On 05/01/2013 11:52, Igor Galić wrote:


----- Original Message -----
On Wednesday 02 January 2013, Eric Covener wrote:
On Wed, Jan 2, 2013 at 4:02 PM, Stefan Fritsch <s...@sfritsch.de>
wrote:
On Wednesday 02 January 2013, Jim Jagielski wrote:
For *real* improvement, wouldn't storing in socache be
the optimal method?

Yes. I fear there may be some knee-jerk reaction like "oh my god,
they are keeping all the passwords in plain-text". But if it
would be limited to the shmcb socache provider, and if the
passwords would be cleared after some time of not being used, I
don't see any real security problems. Any other opinions?

For authentication, can you already opt-in to effectively this with
the mod_authn_socache?

No, mod_authn_socache only caches the lookup of the password hash. It
avoids having to open the password file/dbm/whatever but it still
calls apr_password_validate() every time. Maybe it should be extended
to also cache the real password and the result of
apr_password_validate()?


Stupid question time:
Why can't we store the password *hash* in the socache instead of
the plain-text password?

i


Igor, that is exactly what Stefan is says already happens with mod_authn_socache, unless I grossly misread...

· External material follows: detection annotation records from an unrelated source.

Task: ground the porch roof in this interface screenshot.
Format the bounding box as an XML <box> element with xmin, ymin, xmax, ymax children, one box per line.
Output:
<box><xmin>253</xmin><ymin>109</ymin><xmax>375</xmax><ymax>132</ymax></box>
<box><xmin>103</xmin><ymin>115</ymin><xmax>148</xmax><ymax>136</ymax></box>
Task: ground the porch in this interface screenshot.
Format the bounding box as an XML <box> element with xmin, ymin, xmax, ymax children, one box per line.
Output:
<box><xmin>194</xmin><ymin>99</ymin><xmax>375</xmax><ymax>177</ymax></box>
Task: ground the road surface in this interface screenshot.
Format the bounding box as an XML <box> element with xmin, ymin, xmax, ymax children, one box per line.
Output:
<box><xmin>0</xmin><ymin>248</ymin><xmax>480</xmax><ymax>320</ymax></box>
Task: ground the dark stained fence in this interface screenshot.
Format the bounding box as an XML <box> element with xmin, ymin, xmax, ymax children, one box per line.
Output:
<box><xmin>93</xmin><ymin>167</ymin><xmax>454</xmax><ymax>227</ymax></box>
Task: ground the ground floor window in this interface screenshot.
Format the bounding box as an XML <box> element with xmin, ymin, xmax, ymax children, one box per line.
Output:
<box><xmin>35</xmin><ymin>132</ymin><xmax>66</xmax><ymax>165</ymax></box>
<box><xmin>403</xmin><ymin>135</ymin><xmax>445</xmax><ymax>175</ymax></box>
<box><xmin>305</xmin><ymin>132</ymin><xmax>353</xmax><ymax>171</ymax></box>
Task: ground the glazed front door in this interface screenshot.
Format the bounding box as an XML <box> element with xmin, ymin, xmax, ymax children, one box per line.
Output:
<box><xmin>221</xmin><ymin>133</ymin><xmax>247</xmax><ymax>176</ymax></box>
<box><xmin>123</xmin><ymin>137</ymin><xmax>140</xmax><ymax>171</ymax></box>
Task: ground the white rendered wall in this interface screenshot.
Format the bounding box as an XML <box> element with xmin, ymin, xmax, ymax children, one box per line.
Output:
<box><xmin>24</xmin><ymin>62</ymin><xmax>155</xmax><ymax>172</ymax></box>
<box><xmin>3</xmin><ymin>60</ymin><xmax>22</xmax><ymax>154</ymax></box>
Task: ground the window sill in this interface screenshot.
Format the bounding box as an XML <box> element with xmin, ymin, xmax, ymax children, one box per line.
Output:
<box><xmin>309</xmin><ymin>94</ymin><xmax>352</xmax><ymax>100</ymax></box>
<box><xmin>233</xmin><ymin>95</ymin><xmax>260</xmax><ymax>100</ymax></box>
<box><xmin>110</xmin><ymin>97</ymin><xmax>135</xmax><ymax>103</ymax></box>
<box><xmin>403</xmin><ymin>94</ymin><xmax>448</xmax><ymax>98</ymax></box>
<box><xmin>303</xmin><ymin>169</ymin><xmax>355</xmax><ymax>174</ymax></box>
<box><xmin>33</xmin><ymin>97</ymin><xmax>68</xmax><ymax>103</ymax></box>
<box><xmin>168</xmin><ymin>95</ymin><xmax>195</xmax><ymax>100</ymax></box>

I'd be +1 allowing for a directive to hash the plaintext in socache, if it wasn't the default. I'd probably be +0 to it being the default, but only because I don't see myself as having tuits to look closely enough at shmcb cache to really understand the security implications for myself; but if the sysadmin is already opt-ing in for any sort of authentication caching, then (s)he already is aware of a hypothetical chance for a security compromise on the system to some degree or another.